Being a foreigner in a desperate election is simultaneously liberating and disenfranchising. Liberating, in the way that many things about being the foreigner are liberating, you have a certain amount of emotional distance from the situation. But if you're living as a 'native' rather than a 'tourist', by which I mean, hanging out with the locals (rather than in some peculiar expat enclave); working; paying taxes; it's incredibly frustrating to want change and not be able to tangibly effect change. And yes, I mean 'effect', not 'affect', grammar nerds.

So I did what I could, and I did it as sincerely and as desperately as it could be done. I went to Nordstrom and bought the VOTE!!! t-shirt in case being confronted with my boobs was likely to sway anyone to the polls (this is pre-kids; said boobs were not unimpressive, if I say so myself). I called our local branch of the Democrat Party and offered my services. And I spent election day in the local office in a sterile office park, dialing my way through a list of numbers and asking each person if they'd voted today and who they'd voted for (none of the British squeamishness about this being 'too personal' a question).

It was a strange feeling; a sense of utter urgency, and a need to be DOING something, dammit. Americans, I think, are inherently more politicised than the British. Whether that has to do with British disinclination to talk about such things, or the American democracy (with a small d); but it was actually really energising to be around.

Everyone (well; everyone in our uber-liberal gang of pals in uber-liberal West Coast Seattle) was so desperate for a Democrat win that you could feel the vote being pulled there, inch by inch.
It was like a tug-of-war with a really stupid, but far-bigger-than-you person on the other side. And, to be honest, Kerry was never the best candidate for the Dems; he was essentially a spoiled rich kid just like Bush, and a bit dull. But he was the best of a mediocre bunch, and so we got behind him and we fought.

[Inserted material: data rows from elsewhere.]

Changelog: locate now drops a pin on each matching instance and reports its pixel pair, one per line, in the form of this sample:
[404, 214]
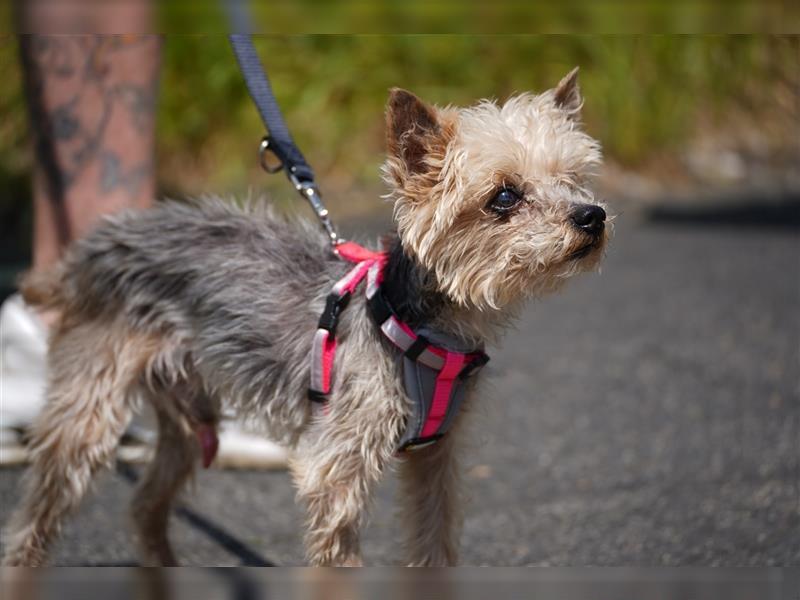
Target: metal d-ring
[263, 147]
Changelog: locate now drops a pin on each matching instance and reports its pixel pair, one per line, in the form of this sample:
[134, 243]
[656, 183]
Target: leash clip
[307, 188]
[263, 147]
[310, 191]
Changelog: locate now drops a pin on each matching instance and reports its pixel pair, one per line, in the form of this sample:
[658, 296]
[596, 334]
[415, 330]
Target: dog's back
[188, 305]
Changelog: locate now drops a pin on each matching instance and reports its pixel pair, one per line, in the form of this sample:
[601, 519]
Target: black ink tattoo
[66, 144]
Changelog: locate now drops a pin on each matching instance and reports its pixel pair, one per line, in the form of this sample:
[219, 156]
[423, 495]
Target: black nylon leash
[279, 140]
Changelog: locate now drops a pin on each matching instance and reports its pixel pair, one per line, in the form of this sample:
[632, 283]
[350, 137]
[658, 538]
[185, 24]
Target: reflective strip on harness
[401, 336]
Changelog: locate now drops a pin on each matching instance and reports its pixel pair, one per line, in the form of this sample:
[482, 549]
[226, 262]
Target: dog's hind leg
[179, 410]
[92, 367]
[171, 466]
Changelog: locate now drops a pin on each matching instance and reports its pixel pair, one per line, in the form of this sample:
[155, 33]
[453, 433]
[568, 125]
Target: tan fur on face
[532, 142]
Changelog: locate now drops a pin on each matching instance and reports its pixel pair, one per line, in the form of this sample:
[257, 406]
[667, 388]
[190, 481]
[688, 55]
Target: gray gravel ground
[646, 416]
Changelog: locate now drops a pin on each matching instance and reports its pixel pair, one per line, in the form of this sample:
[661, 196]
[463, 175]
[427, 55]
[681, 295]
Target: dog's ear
[567, 94]
[411, 128]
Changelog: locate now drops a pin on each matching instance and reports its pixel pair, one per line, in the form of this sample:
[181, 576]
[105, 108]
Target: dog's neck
[414, 294]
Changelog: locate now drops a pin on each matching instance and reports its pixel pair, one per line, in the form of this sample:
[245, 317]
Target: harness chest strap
[433, 413]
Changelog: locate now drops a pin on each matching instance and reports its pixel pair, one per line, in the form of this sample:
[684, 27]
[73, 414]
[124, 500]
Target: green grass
[646, 96]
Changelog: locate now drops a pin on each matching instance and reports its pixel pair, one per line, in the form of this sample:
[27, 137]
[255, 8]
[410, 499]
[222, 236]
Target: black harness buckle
[334, 305]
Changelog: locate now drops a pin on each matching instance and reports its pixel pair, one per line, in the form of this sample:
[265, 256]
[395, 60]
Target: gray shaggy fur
[237, 290]
[197, 306]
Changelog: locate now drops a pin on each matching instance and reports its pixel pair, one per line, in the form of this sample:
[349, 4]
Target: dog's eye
[505, 200]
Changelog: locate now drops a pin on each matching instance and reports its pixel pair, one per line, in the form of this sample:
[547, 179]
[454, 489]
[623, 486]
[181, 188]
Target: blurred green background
[667, 109]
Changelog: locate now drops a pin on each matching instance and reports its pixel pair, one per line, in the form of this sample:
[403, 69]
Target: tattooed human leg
[92, 108]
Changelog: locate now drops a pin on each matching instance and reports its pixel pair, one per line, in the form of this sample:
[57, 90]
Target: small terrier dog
[204, 306]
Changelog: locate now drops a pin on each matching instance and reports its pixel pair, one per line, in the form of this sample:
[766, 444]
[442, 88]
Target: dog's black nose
[589, 218]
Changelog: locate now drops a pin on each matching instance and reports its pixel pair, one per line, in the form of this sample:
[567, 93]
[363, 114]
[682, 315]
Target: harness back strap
[434, 413]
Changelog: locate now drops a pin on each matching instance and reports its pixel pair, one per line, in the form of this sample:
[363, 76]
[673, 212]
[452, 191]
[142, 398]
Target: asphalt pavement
[648, 415]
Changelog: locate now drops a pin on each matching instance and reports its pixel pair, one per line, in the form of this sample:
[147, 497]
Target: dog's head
[492, 199]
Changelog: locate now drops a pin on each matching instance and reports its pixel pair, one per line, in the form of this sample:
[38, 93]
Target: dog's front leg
[431, 504]
[335, 473]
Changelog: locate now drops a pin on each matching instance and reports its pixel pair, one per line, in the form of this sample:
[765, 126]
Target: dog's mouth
[584, 251]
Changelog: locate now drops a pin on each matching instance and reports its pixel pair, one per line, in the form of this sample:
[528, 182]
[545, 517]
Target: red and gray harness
[435, 366]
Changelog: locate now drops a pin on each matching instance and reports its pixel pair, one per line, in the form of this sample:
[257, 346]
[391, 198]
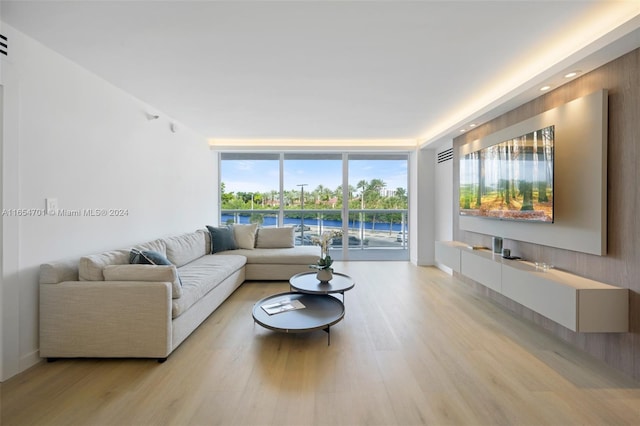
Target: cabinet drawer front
[551, 299]
[486, 271]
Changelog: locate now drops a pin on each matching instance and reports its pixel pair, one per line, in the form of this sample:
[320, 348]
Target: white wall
[421, 194]
[443, 194]
[72, 136]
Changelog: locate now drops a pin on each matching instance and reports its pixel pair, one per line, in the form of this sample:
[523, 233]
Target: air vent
[4, 47]
[445, 155]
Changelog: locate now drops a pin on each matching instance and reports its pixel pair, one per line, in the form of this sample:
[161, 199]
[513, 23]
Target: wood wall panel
[621, 265]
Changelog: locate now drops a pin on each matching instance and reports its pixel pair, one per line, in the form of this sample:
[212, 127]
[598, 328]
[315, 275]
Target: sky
[262, 175]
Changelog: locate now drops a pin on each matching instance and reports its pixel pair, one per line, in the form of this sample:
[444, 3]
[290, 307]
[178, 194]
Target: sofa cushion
[245, 236]
[147, 257]
[278, 256]
[221, 239]
[90, 267]
[186, 248]
[275, 238]
[155, 245]
[153, 273]
[203, 275]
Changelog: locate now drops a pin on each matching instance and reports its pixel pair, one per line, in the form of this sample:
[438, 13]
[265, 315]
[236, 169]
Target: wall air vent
[445, 155]
[4, 47]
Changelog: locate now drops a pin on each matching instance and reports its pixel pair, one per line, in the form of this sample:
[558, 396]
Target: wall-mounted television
[511, 180]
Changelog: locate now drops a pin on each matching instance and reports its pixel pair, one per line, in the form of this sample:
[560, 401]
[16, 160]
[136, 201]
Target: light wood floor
[416, 347]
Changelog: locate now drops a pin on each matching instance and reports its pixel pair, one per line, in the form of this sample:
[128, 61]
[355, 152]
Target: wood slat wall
[621, 265]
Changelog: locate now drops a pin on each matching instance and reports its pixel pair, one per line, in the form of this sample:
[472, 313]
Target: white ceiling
[331, 69]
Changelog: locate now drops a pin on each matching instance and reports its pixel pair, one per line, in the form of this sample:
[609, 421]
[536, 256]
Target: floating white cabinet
[448, 253]
[481, 267]
[577, 303]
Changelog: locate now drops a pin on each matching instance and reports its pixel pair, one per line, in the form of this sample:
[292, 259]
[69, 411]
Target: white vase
[324, 275]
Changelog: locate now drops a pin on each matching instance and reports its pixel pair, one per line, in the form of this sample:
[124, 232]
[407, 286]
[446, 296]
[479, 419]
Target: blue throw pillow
[221, 239]
[149, 257]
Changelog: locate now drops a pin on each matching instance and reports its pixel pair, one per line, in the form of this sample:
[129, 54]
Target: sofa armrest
[105, 319]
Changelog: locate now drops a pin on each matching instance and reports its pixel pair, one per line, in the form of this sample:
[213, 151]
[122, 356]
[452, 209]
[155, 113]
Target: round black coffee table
[306, 282]
[320, 312]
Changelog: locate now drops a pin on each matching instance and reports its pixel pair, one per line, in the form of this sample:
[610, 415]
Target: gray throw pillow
[149, 257]
[221, 239]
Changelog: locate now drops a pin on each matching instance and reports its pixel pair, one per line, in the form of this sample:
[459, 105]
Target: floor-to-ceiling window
[362, 195]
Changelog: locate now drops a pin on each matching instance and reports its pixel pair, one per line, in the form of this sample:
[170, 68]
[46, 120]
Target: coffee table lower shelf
[320, 313]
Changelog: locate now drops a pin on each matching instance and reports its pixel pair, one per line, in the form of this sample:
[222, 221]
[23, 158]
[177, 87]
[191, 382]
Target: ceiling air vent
[445, 155]
[3, 45]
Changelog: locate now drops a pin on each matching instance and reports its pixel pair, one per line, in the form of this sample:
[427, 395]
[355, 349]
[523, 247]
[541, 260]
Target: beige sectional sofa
[102, 306]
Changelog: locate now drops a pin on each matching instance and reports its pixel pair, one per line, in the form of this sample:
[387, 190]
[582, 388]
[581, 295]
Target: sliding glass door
[362, 195]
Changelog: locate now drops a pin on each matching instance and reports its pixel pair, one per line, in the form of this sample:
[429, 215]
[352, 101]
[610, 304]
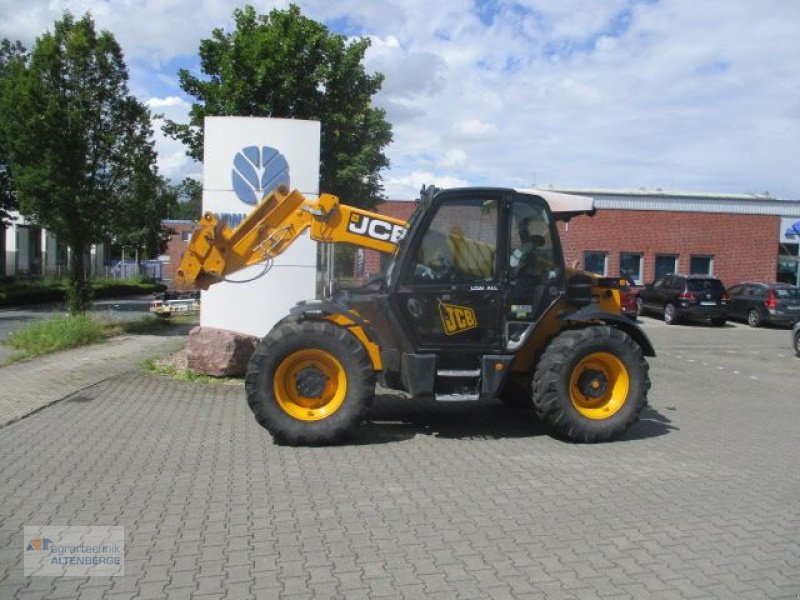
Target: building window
[701, 265]
[595, 262]
[666, 264]
[630, 265]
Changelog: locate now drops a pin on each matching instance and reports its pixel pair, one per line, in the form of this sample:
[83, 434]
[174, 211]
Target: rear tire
[309, 383]
[591, 384]
[753, 318]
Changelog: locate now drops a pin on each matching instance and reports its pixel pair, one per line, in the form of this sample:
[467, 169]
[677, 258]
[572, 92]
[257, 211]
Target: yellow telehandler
[476, 304]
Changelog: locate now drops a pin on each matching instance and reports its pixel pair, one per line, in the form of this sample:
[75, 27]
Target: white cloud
[453, 158]
[168, 102]
[622, 93]
[473, 129]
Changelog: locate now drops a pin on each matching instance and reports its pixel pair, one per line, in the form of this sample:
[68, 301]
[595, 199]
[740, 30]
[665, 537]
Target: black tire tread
[290, 335]
[551, 382]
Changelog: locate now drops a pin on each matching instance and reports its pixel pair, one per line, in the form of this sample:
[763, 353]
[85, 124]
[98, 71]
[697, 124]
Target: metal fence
[131, 269]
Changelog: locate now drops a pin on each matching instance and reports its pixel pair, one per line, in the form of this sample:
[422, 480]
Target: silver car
[796, 338]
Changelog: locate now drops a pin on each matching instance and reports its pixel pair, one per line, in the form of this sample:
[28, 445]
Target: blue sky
[671, 94]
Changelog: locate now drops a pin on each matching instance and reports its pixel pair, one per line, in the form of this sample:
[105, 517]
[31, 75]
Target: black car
[679, 297]
[757, 303]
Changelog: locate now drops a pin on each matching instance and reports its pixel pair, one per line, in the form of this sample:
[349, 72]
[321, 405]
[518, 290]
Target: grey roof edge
[669, 201]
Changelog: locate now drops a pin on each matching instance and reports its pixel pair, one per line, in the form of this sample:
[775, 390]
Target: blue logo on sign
[257, 171]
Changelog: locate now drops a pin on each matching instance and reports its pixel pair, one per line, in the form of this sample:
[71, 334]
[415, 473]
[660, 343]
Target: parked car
[678, 297]
[627, 294]
[758, 303]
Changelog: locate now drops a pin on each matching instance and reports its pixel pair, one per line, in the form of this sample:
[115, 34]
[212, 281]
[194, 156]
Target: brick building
[736, 237]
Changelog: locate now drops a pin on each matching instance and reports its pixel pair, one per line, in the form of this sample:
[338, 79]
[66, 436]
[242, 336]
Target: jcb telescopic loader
[476, 304]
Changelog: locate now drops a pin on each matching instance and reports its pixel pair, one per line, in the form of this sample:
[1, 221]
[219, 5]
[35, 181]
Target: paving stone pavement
[428, 501]
[28, 386]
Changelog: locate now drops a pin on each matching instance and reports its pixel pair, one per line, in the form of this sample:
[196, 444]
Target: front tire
[309, 383]
[591, 384]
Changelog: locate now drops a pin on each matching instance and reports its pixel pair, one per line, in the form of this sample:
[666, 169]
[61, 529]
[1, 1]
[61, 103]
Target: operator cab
[478, 268]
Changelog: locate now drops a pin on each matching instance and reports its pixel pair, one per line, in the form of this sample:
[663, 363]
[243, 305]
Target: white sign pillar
[245, 158]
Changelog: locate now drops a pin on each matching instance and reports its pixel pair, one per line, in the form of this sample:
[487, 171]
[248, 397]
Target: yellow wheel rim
[599, 385]
[310, 385]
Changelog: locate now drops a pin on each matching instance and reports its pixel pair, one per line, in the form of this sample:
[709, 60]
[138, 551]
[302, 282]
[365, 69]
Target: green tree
[79, 144]
[189, 204]
[9, 52]
[288, 66]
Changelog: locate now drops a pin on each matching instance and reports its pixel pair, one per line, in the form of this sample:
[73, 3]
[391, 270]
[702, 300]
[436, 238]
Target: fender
[343, 316]
[592, 313]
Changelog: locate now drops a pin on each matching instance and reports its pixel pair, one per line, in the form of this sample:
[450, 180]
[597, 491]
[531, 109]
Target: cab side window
[460, 246]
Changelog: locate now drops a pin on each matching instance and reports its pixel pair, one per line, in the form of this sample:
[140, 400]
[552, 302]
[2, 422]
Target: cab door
[449, 293]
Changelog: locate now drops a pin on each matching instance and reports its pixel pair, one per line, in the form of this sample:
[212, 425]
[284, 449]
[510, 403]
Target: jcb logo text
[456, 319]
[376, 229]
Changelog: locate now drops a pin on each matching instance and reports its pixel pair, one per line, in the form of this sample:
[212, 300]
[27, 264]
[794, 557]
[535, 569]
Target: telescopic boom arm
[215, 250]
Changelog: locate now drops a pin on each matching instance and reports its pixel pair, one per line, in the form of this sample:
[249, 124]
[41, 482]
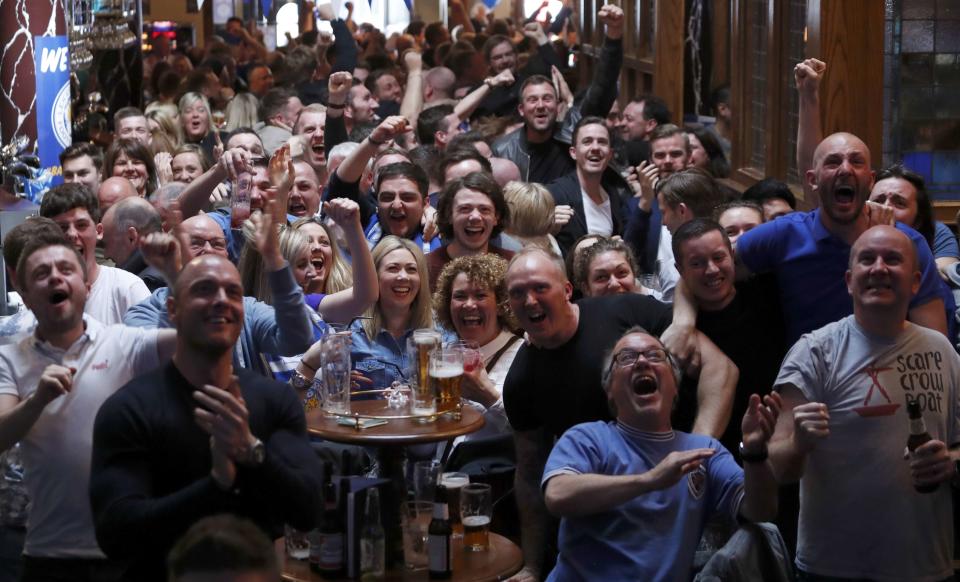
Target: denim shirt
[384, 359]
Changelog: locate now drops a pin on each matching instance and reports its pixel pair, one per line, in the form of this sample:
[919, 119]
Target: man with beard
[472, 211]
[282, 328]
[540, 147]
[809, 251]
[868, 511]
[555, 380]
[77, 212]
[52, 382]
[199, 437]
[401, 190]
[604, 478]
[597, 196]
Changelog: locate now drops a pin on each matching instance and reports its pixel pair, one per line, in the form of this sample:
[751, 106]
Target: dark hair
[135, 151]
[124, 113]
[924, 222]
[695, 229]
[432, 120]
[770, 188]
[588, 120]
[81, 149]
[404, 170]
[692, 187]
[581, 263]
[719, 210]
[456, 155]
[274, 101]
[34, 229]
[222, 543]
[467, 139]
[481, 182]
[65, 197]
[535, 80]
[493, 42]
[717, 165]
[426, 157]
[654, 108]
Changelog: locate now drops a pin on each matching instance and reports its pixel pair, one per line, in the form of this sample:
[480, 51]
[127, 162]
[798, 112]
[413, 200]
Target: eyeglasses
[217, 244]
[627, 358]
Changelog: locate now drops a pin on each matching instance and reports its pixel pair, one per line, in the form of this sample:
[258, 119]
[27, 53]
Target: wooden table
[396, 431]
[501, 561]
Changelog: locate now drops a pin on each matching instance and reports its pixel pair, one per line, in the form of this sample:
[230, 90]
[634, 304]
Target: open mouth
[58, 297]
[644, 384]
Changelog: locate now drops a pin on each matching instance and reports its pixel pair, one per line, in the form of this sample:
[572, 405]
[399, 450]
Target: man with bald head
[113, 190]
[809, 251]
[555, 380]
[199, 436]
[124, 225]
[282, 328]
[867, 511]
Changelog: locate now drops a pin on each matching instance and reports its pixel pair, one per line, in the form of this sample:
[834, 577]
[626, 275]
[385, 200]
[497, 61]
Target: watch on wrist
[753, 457]
[257, 453]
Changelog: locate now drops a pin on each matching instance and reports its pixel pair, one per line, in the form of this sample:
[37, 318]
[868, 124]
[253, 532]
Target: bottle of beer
[372, 542]
[330, 562]
[439, 551]
[918, 436]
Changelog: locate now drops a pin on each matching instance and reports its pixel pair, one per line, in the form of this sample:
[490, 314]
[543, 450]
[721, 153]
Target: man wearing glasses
[604, 478]
[282, 329]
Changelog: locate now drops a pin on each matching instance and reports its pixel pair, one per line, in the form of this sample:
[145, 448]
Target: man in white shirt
[77, 212]
[52, 382]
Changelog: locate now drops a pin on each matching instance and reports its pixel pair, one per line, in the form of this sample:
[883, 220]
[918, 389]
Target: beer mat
[361, 423]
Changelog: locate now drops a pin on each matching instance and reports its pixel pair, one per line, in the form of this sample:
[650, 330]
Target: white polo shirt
[58, 448]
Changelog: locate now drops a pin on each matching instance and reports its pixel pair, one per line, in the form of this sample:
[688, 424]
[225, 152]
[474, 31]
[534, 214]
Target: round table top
[501, 561]
[400, 431]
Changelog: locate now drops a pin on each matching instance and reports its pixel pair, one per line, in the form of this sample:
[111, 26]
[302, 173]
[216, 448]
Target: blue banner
[52, 64]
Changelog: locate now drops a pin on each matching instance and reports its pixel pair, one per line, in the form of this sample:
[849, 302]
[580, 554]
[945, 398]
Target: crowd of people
[668, 355]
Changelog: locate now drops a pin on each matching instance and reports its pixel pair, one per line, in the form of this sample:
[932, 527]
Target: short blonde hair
[421, 315]
[531, 209]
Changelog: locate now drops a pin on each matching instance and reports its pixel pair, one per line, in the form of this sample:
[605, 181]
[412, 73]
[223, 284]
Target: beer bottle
[330, 563]
[372, 542]
[439, 549]
[918, 436]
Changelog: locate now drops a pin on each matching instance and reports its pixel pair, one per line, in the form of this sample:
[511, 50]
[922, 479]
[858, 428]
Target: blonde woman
[532, 215]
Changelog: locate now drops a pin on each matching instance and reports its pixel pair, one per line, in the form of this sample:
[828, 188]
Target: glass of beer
[420, 346]
[476, 513]
[454, 482]
[446, 371]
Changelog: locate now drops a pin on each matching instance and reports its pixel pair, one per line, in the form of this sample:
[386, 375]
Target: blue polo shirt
[810, 264]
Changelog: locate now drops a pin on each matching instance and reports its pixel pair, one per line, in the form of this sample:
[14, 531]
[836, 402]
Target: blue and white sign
[52, 63]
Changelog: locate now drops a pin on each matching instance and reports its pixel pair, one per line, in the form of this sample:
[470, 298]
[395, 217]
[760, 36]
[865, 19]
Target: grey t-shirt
[860, 516]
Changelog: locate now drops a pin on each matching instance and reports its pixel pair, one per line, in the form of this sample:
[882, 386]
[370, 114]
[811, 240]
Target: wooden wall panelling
[848, 36]
[668, 57]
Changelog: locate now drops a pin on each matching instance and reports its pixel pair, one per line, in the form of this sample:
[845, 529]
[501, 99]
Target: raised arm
[412, 101]
[533, 448]
[808, 75]
[343, 306]
[572, 495]
[799, 427]
[715, 389]
[197, 193]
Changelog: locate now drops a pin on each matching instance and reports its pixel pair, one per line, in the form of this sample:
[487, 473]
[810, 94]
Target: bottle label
[331, 551]
[438, 553]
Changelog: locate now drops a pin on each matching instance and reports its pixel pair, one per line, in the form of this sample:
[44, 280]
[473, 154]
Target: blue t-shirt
[810, 265]
[654, 536]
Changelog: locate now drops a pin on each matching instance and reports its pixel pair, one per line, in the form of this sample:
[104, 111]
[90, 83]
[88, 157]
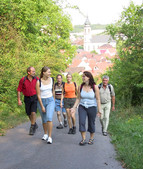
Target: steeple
[87, 21]
[87, 35]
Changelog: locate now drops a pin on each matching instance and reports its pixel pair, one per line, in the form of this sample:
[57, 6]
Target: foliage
[127, 72]
[127, 134]
[79, 28]
[33, 33]
[94, 52]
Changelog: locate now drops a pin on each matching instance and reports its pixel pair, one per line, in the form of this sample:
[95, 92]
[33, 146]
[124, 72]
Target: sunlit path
[21, 151]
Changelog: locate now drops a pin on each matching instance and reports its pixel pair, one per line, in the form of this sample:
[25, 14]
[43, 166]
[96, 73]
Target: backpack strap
[109, 86]
[99, 86]
[94, 88]
[53, 82]
[82, 87]
[40, 82]
[24, 79]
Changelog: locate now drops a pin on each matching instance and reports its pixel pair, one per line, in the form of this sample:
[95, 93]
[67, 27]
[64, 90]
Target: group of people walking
[65, 97]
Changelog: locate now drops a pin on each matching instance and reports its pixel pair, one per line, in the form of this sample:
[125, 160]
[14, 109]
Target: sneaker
[65, 123]
[36, 125]
[45, 137]
[74, 130]
[60, 126]
[102, 129]
[49, 141]
[70, 131]
[104, 133]
[32, 130]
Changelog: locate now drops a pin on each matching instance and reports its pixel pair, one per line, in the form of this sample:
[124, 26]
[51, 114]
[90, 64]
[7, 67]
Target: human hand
[61, 105]
[99, 114]
[19, 103]
[43, 109]
[113, 108]
[72, 111]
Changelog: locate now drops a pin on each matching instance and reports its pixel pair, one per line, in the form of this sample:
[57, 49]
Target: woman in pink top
[69, 95]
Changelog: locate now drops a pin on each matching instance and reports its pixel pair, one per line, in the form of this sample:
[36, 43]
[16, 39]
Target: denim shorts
[30, 104]
[90, 114]
[58, 107]
[69, 102]
[49, 104]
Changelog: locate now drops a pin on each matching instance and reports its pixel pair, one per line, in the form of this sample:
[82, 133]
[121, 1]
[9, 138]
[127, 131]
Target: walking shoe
[60, 126]
[45, 137]
[65, 123]
[74, 130]
[36, 125]
[104, 133]
[102, 129]
[32, 130]
[70, 131]
[49, 141]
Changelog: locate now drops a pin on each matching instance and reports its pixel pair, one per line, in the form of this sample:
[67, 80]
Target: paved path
[18, 150]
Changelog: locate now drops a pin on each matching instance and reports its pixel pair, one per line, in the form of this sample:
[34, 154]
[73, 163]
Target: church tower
[87, 35]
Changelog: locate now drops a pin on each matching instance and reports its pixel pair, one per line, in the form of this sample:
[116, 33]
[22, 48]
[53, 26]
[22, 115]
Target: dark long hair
[44, 69]
[91, 80]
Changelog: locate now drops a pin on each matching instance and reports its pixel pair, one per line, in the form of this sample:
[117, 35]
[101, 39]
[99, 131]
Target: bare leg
[50, 127]
[59, 116]
[73, 119]
[64, 115]
[83, 135]
[69, 118]
[32, 118]
[92, 136]
[45, 127]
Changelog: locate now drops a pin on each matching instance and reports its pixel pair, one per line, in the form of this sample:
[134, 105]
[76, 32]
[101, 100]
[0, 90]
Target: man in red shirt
[27, 85]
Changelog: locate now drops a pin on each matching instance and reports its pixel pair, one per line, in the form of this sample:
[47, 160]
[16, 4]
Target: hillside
[79, 28]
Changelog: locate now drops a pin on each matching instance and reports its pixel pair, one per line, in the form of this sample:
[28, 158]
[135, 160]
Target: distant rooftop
[87, 21]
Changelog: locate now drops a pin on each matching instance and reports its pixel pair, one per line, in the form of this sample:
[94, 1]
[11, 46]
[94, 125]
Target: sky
[99, 11]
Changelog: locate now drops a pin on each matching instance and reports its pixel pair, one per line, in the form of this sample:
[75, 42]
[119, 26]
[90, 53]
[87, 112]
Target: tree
[33, 33]
[127, 73]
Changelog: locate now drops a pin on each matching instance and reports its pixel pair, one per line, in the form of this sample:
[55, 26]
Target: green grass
[126, 129]
[10, 119]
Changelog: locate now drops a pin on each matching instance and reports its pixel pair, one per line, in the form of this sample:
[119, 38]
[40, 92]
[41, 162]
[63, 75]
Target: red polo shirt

All of which brings me to how utterly, nerve-wrenchingly thrilling it is to be back in Britain for the first decent election it feels like we've had since (in my voting time, at least) 1997; and in reality, for absolutely ever. It does feel a bit like that 2004 campaign, in the sense that neither poor beleagured Gordy (though as the girl who always falls for the drummer in the band, he does have a certain appeal) or Slick Nick Clegg really have the Obama-appeal. The real emphasis for voting here is 'anyone but Cameron'. But that vitality, that sense of unity, the urgency of it all, and the huge amount of sheer energy it's bringing to the country, is really, really interesting. And it's good to be home for it, where I have a vote.

Now: fingers crossed, and off to the polls we go.

PS Nigel Barton is, in essence, Dennis Potter's alter ego. I know, I know; any excuse to slip in a reference to the Forest...



2 comments:

Shep said...

Tory? Did I just read that right?

Sarah said...

Sweet Jesus, NO! My point is that Clegg/Brown may not be Obama, but I'd sooner
vote for a one-legged sheep than for Cameron. That clear things up?